Parlava di videogiochi, De Biase e del dominio non sempre trasparente di questa tecnologia applicata al divertimento. E ne parlava sapendo quante siano oggi le persone che si fanno fregare nelle tante (troppe) sale dove il gioco illude, rovina, ma non diverte. Giochi che possono darci felicità ma anche renderci più stupidi, giochi sempre più perfetti e coinvolgenti, apparentemente “veri”, giochi che possono dare dipendenze, ma giochi che sono soprattutto “macchina”: potere basato su algoritmi (che qualcuno, da qualche parte, controlla) sempre più complessi che ci sfidano a un “gioco” particolare: giocare a capire come funzionano i videogiochi.

In un contesto ormai digitalizzato (nel 2000 solo il 25% della conoscenza era registrata su digitale per salire, tre anni fa, a oltre il 98%) e nel quale ogni nostro gesto o comportamento lascia traccia che qualcuno, da qualche parte, conosce e studia a nostra insaputa, come riuscire a restare “umani”?

Se ieri – sintesi di De Biase – il potere stava nella scrittura, oggi abita nell’algoritmo.
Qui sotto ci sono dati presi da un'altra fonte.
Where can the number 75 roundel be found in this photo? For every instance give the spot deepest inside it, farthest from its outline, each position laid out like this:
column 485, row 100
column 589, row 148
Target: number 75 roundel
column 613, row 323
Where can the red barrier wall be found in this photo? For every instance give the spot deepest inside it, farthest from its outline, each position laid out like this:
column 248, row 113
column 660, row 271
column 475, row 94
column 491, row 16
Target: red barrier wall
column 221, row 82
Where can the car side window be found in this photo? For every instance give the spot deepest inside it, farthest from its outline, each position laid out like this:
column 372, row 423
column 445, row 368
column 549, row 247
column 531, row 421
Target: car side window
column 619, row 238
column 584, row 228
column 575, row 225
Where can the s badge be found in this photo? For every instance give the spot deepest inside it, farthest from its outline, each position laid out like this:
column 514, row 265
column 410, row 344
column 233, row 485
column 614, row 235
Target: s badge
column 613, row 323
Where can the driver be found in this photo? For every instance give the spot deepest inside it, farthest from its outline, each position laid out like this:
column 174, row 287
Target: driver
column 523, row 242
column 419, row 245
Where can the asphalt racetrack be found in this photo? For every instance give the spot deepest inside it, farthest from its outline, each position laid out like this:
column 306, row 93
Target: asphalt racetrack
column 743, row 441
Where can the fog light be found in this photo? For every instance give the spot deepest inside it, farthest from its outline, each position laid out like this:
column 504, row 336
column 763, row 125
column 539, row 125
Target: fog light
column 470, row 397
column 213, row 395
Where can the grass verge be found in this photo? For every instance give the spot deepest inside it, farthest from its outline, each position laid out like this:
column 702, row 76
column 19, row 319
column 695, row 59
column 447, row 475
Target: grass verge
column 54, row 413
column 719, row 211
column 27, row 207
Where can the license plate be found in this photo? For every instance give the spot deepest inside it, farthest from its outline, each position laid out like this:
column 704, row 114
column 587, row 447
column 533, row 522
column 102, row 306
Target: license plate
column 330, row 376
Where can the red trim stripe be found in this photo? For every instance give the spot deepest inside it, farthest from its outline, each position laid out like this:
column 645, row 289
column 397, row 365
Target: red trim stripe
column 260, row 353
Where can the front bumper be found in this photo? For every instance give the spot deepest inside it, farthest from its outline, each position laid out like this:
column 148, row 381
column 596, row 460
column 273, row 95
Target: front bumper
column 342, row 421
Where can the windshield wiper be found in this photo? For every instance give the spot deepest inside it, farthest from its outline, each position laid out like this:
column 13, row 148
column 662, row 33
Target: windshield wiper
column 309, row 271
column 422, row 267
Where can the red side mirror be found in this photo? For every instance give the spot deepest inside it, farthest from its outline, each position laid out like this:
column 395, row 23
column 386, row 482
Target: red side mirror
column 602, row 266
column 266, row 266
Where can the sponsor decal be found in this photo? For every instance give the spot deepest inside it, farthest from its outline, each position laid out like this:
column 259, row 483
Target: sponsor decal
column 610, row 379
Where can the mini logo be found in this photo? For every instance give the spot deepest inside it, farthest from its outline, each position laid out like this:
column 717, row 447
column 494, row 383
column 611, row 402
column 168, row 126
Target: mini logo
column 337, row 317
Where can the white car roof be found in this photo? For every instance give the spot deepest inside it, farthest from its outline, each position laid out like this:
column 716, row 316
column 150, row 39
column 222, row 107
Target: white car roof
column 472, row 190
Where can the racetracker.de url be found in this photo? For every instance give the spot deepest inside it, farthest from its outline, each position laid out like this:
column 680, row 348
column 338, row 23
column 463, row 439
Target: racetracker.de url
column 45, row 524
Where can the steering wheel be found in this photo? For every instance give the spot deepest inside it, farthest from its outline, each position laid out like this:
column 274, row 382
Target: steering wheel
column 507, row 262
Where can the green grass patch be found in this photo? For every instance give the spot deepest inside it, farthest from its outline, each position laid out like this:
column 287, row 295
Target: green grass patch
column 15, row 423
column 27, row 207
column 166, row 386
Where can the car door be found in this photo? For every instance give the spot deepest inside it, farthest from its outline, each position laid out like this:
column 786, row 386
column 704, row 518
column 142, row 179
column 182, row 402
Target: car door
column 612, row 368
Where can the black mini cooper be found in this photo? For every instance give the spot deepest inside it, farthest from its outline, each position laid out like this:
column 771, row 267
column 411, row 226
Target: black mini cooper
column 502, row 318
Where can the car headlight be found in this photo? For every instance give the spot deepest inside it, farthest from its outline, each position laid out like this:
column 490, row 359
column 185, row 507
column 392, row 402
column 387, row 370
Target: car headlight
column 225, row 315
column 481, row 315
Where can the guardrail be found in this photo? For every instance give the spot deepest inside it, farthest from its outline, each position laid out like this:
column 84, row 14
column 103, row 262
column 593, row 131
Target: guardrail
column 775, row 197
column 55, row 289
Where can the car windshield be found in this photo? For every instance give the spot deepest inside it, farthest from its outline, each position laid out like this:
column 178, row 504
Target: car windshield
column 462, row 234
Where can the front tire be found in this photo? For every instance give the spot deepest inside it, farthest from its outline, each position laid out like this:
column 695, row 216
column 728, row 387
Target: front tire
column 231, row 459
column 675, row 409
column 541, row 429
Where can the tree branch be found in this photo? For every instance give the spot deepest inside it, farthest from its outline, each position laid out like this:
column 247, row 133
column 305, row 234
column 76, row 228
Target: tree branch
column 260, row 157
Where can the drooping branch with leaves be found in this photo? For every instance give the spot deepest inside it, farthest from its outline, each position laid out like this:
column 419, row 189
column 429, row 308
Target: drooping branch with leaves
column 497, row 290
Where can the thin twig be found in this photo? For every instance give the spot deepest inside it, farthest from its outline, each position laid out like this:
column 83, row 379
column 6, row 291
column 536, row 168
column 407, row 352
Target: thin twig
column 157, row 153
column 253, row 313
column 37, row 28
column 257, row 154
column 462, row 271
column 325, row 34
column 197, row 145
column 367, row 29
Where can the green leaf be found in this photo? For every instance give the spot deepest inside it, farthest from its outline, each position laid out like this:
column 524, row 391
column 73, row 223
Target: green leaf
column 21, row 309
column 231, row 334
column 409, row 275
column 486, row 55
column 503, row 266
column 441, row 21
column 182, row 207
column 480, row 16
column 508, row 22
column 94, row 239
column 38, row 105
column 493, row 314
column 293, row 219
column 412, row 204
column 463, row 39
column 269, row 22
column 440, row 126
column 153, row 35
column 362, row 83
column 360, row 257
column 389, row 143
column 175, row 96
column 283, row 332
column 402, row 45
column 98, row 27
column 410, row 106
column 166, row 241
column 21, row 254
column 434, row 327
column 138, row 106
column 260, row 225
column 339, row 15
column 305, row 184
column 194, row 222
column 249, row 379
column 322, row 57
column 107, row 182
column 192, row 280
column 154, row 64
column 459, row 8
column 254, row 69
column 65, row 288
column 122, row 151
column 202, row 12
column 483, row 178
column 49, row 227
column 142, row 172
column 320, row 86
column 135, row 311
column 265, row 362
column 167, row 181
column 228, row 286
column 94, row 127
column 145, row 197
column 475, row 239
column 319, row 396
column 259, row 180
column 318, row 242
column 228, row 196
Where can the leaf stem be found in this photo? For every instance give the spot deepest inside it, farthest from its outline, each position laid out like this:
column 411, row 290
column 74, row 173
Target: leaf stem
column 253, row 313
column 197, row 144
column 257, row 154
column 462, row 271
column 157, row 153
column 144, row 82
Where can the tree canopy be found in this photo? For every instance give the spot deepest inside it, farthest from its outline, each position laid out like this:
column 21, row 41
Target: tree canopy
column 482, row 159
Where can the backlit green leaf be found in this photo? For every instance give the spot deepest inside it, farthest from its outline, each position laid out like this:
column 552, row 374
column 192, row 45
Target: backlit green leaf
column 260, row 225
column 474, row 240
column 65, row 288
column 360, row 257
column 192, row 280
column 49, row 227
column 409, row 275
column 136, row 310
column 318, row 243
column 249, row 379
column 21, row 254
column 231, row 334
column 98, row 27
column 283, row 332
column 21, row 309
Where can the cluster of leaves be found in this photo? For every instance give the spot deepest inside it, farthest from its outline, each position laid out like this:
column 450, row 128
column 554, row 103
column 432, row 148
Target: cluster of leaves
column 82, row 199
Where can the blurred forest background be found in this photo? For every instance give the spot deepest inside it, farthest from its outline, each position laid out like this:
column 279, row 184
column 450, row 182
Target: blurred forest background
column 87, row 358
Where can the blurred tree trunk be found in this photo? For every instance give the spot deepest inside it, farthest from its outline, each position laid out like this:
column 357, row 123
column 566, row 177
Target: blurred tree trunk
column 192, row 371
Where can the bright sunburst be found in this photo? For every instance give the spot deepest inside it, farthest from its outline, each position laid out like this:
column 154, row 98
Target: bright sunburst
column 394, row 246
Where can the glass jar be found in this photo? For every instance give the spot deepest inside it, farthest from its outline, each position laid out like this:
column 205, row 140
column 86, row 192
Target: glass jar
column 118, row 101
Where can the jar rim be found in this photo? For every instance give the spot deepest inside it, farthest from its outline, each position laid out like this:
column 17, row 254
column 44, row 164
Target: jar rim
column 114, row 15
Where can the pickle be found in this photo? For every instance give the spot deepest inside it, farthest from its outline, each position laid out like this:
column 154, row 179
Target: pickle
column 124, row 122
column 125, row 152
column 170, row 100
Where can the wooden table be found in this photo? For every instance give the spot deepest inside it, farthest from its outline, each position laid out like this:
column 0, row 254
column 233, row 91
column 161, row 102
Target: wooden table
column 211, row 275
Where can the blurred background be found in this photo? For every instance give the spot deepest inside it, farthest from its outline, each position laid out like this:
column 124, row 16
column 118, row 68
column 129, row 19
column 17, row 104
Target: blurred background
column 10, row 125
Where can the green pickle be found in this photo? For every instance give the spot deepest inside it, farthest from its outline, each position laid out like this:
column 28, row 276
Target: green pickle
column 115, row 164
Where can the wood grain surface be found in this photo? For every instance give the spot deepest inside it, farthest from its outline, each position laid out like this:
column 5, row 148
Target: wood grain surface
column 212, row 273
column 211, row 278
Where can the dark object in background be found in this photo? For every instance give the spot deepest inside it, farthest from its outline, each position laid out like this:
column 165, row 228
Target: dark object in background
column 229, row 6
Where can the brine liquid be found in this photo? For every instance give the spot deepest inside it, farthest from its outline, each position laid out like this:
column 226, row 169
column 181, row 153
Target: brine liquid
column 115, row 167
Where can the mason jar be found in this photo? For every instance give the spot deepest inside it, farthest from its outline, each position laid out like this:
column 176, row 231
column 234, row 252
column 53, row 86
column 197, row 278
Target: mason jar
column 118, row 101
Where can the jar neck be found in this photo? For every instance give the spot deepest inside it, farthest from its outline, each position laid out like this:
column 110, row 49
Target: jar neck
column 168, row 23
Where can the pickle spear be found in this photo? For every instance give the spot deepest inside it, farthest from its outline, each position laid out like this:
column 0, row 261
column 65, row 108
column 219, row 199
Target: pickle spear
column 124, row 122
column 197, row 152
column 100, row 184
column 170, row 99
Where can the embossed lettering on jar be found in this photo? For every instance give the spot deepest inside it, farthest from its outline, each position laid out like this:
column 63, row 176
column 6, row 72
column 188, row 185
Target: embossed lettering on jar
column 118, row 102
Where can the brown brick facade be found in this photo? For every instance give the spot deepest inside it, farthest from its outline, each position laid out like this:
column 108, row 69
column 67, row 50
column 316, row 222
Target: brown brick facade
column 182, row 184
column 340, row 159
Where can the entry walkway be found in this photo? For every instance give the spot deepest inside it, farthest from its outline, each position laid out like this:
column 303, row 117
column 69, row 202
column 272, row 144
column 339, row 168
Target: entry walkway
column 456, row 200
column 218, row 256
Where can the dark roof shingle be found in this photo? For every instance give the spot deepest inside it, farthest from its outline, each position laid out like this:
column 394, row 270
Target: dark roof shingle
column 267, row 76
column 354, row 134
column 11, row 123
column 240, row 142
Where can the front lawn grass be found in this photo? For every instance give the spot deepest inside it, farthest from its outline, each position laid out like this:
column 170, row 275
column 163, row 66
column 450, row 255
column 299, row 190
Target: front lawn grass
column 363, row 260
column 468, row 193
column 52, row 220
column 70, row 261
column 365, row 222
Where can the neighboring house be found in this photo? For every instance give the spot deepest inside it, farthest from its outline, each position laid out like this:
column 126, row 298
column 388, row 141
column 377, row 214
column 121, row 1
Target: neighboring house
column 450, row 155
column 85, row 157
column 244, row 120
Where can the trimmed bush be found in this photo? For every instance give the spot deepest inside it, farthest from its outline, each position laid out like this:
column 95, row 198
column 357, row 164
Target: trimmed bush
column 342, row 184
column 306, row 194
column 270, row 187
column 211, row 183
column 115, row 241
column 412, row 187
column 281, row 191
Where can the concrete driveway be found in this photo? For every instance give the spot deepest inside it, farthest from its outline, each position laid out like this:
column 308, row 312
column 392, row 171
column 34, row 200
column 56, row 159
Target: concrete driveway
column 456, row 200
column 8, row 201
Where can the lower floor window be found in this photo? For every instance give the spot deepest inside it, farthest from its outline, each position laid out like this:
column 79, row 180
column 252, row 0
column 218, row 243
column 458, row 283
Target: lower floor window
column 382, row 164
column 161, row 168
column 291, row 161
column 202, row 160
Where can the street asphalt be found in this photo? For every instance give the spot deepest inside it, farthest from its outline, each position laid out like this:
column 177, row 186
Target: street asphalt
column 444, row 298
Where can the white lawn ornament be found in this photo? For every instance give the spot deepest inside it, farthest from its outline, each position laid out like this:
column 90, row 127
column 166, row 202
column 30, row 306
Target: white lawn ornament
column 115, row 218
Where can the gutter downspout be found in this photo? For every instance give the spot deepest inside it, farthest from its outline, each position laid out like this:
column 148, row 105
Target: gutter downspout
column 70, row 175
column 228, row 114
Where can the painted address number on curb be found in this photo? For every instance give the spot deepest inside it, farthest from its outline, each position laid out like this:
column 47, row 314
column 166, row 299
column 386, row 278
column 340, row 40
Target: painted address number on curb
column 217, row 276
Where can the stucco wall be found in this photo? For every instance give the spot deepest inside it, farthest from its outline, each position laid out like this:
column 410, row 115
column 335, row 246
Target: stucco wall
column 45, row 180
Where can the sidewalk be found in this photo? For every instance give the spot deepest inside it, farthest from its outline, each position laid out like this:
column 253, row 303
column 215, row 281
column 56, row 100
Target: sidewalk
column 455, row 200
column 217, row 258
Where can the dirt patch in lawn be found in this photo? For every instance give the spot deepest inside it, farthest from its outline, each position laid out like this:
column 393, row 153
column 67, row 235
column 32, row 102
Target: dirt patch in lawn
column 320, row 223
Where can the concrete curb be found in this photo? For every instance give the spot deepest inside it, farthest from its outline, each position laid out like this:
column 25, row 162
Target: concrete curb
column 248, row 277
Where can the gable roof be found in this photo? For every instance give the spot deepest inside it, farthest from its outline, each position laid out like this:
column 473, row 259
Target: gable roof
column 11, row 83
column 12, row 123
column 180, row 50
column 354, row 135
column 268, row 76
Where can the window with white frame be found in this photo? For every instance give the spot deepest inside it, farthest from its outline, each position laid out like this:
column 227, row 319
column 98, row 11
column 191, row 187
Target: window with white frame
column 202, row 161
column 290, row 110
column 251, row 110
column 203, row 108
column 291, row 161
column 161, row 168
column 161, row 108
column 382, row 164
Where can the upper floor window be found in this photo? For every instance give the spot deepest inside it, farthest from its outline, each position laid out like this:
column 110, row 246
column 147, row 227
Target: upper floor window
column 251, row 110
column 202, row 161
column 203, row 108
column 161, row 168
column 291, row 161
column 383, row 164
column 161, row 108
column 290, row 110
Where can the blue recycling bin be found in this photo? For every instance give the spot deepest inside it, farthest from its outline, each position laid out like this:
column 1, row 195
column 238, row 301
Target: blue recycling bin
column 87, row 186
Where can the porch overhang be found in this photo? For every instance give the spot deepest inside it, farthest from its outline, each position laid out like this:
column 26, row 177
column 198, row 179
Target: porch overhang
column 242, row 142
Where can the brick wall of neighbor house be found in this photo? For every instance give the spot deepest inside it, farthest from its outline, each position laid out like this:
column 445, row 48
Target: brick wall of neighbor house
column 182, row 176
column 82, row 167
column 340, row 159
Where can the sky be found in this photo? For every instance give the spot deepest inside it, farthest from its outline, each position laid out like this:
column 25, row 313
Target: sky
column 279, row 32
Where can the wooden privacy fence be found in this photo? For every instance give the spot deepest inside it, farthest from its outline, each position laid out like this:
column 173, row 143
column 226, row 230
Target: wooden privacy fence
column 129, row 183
E’ chi realizza e controlla queste formule matematiche a decidere cosa, oggi, è importante e cosa non lo è.

E’ ancora possibile – ecco il punto – dominare gli algoritmi, sconfiggerli, scovare i bachi nella logica di macchine sempre più potenti? Invitandoci a giocare con i videogiochi per … scoprire le regole del gioco, De Biase sembra convinto di sì. Sarebbe bello poterci credere.